# yanmar 2200



## allen w (Apr 13, 2009)

good day i'm looking to buy a yanmar either a 1700 or a 2200 i know some are hard to get parts for so i'm told can anyone help me in finding parts of info on these and other yanmar products


----------



## chrpmaster (May 5, 2004)

Hi Allen and welcome to the Tractor Forum. 

I would check with a couple dealers like Hoye Tractor or LMTC since they are great sources of Yanmar tractor parts.

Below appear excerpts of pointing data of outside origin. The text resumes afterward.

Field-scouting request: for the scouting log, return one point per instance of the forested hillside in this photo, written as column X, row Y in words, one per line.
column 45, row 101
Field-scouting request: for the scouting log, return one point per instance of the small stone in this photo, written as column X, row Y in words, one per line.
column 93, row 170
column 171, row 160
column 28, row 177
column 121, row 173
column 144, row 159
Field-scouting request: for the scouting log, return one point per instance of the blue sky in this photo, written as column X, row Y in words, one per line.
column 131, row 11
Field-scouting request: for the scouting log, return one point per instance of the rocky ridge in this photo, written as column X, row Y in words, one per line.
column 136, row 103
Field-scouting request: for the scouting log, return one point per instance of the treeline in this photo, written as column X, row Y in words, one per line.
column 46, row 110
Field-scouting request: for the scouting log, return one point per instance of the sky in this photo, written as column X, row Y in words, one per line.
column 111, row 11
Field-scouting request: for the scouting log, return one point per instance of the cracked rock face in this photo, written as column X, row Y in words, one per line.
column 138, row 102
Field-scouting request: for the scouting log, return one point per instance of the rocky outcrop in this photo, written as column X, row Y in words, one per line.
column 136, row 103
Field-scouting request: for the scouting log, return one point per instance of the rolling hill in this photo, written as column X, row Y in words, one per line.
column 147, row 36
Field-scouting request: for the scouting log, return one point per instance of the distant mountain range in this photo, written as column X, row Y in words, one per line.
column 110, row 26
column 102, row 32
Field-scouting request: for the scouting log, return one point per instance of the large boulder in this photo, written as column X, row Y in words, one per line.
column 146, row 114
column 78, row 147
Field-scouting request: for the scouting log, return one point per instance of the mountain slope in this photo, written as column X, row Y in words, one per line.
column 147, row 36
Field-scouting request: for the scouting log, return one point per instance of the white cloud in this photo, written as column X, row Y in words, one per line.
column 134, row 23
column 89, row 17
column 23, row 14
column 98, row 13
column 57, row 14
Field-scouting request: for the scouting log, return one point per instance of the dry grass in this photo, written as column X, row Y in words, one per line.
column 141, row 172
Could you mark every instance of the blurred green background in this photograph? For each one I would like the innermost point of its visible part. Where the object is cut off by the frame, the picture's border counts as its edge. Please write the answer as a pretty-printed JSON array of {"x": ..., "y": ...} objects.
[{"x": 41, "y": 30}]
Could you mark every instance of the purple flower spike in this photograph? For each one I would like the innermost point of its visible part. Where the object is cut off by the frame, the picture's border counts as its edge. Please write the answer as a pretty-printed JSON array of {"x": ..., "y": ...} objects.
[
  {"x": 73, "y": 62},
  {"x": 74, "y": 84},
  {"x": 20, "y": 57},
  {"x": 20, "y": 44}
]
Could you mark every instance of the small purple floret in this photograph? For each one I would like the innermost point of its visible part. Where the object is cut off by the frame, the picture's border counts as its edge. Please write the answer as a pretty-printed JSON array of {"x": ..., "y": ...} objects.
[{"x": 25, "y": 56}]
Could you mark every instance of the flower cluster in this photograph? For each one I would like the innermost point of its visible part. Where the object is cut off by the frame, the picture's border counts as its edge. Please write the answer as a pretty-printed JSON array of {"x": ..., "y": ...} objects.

Do you have a tractor in mind or are you just narrowing down the models you may be looking for?

Andy


----------



## allen w (Apr 13, 2009)

*yanmar*

no i dont have it narrowed down i dont need a very big tractor 30 hp and under is what im looking at but being my first tractor i'd rather not get taken to the cleaners i've found 2 relatively close to my home for what i think is a good price and was just asking for some help in my process (weed out the bad ones )


----------



## SHARTEL (Feb 11, 2009)

Hi Allen,

The YM1700 is a nice tractor. Parts are relatively easy to acquire and if it's thermo-siphon cooled with it's original OEM system, there is a water pump kit upgrade, that makes the tractor even more reliable and less likely to overheat. The model typically sells between $2500-#$3750 depending on the condition and hours.

The YM2200 is a risky purchase IMO. A good tractor but has very little (almost no) parts support from gray market dealers and suppliers, and one of the least popular for importation with well established gray market dealers. A one year only production, and very little interchange without sister, or 'like' models.

I like "Andy's" suggestion about checking with the dealers he mentioned. Let us know if you need their contact information.

SHARTEL


----------